Bug #65187
closedHaving nested installations makes BE login fail with no error message
100%
Description
Consider a setup like this:
webroot/firstInstance webroot/firstInstance/secondInstance
Logging into BE of firstInstance causes "be_typo_user" cookie to be set, with path /firstInstance.
Trying to log in into secondInstance sets another "be_typo_user" cookie with path /firstInstance/secondInstance.
When \TYPO3\CMS\Core\Authentication\AbstractUserAuthentication::getCookie tries to evaluate the cookie, it uses $_SERVER['HTTP_COOKIE'], the raw cookie string, which contains both cookies then for the secondInstance.
The loop in getCookie() selects the last cookie found, which seems to be the one for /firstInstance.

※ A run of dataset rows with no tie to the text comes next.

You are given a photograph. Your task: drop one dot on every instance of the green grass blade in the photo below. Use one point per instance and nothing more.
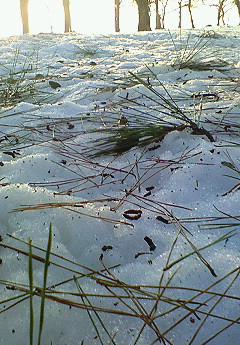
(31, 293)
(47, 262)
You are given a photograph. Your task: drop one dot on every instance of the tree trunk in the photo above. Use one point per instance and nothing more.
(164, 13)
(158, 19)
(24, 15)
(237, 3)
(143, 15)
(66, 6)
(190, 13)
(180, 14)
(220, 12)
(117, 14)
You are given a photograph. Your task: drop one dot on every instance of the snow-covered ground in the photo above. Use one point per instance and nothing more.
(135, 213)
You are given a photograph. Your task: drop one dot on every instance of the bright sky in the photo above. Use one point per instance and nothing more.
(91, 16)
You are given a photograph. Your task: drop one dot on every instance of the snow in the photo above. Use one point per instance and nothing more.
(181, 187)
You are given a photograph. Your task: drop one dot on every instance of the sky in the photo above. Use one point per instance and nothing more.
(162, 217)
(92, 16)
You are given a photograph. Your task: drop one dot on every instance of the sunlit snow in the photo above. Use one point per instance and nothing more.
(122, 212)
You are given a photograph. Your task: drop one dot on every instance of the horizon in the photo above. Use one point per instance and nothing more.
(47, 17)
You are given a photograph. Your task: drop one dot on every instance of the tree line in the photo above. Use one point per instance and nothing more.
(144, 10)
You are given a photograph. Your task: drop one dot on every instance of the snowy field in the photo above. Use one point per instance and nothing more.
(145, 243)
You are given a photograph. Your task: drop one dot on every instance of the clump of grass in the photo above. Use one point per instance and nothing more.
(147, 128)
(15, 85)
(195, 55)
(149, 304)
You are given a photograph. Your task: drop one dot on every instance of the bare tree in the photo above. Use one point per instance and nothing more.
(24, 15)
(237, 3)
(158, 17)
(67, 15)
(189, 6)
(143, 15)
(117, 15)
(221, 12)
(180, 5)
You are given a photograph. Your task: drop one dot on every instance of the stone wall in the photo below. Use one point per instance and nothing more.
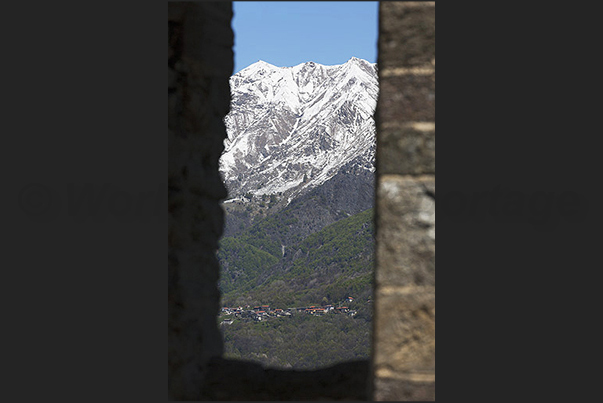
(200, 62)
(404, 317)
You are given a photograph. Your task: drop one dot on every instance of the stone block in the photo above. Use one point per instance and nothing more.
(406, 149)
(406, 34)
(405, 237)
(407, 98)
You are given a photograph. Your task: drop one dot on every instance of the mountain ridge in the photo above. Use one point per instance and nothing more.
(291, 129)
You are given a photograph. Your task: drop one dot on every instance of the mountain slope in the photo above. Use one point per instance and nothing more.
(292, 129)
(332, 263)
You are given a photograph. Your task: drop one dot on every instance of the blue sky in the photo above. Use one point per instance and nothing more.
(287, 33)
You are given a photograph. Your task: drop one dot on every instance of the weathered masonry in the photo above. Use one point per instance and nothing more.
(200, 61)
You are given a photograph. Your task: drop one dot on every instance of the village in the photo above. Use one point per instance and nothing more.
(265, 312)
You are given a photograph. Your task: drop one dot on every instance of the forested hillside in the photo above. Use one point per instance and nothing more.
(322, 268)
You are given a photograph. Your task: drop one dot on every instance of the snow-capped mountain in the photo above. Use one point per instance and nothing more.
(291, 129)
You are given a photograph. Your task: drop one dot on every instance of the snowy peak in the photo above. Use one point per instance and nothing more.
(290, 129)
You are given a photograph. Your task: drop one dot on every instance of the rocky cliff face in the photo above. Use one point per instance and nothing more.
(292, 129)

All tests currently showed that the browser seems to send the more specific (path-wise) cookie first. So a solution might be to change the logic to select the first cookie found.
http://stackoverflow.com/a/24214538 cites RFC sections which suggest the user-agents to send more specific cookies first, but on the other hand also suggest that the server shall not rely on this.
Test show that all major browsers in the current version actually follow this guideline. It is therefore at least "more correct" to select the first cookie instead of the last.
Updated by Gerrit Code Review over 9 years ago
- Status changed from Accepted to Under Review
Patch set 1 for branch master of project Packages/TYPO3.CMS has been pushed to the review server.
It is available at http://review.typo3.org/37030
Updated by Gerrit Code Review over 9 years ago
Patch set 2 for branch master of project Packages/TYPO3.CMS has been pushed to the review server.
It is available at http://review.typo3.org/37030
Updated by Markus Klein over 9 years ago
- Description updated (diff)
- Assignee set to Markus Klein
Updated by Markus Klein over 9 years ago
http://stackoverflow.com/questions/2638344/ie-sends-multiple-cookies-with-same-name
says something about IE8 behaviour which is mentioned in the code comment.
IMO this is not a bug, ok, one just needs to set cookie-domain correctly.
Hence I opt for removing this code again and switch back to normal $_COOKIE processing.
Updated by Markus Klein over 9 years ago
#22084 is the original ticket
Ernesto describes the issue very clearly in https://forge.typo3.org/issues/22084#note-4
BUT Dmitry already discovered 3 years ago that the merged fix is inappropriate: https://forge.typo3.org/issues/22084#note-14
One thing is important to note: Ernesto talks about cookies being set in FE although no session data exists and new cookie being set for every request. This behaviour is NOT the case anymore. We do not set any cookie anymore unless session data or login is present, so this should not be an issue anymore.
Updated by Gerrit Code Review over 9 years ago
Patch set 3 for branch master of project Packages/TYPO3.CMS has been pushed to the review server.
It is available at http://review.typo3.org/37030
Updated by Helmut Hummel over 9 years ago
Markus Klein wrote:
#22084 is the original ticket
Thanks for digging that up. I agree that the workaround is not needed any more, since 6.2. I adapted the change accordingly.
To be sure to not break things, we should keep the method when adding this patch to 6.2
Updated by Gerrit Code Review over 9 years ago
Patch set 4 for branch master of project Packages/TYPO3.CMS has been pushed to the review server.
It is available at http://review.typo3.org/37030
Updated by Gerrit Code Review over 9 years ago
Patch set 5 for branch master of project Packages/TYPO3.CMS has been pushed to the review server.
It is available at http://review.typo3.org/37030
Updated by Gerrit Code Review over 9 years ago
Patch set 1 for branch TYPO3_6-2 of project Packages/TYPO3.CMS has been pushed to the review server.
It is available at http://review.typo3.org/37282
Updated by Helmut Hummel over 9 years ago
- Status changed from Under Review to Resolved
- % Done changed from 0 to 100
Applied in changeset a54be70d39ac5cd47ed3c93d44e728c92b89545c.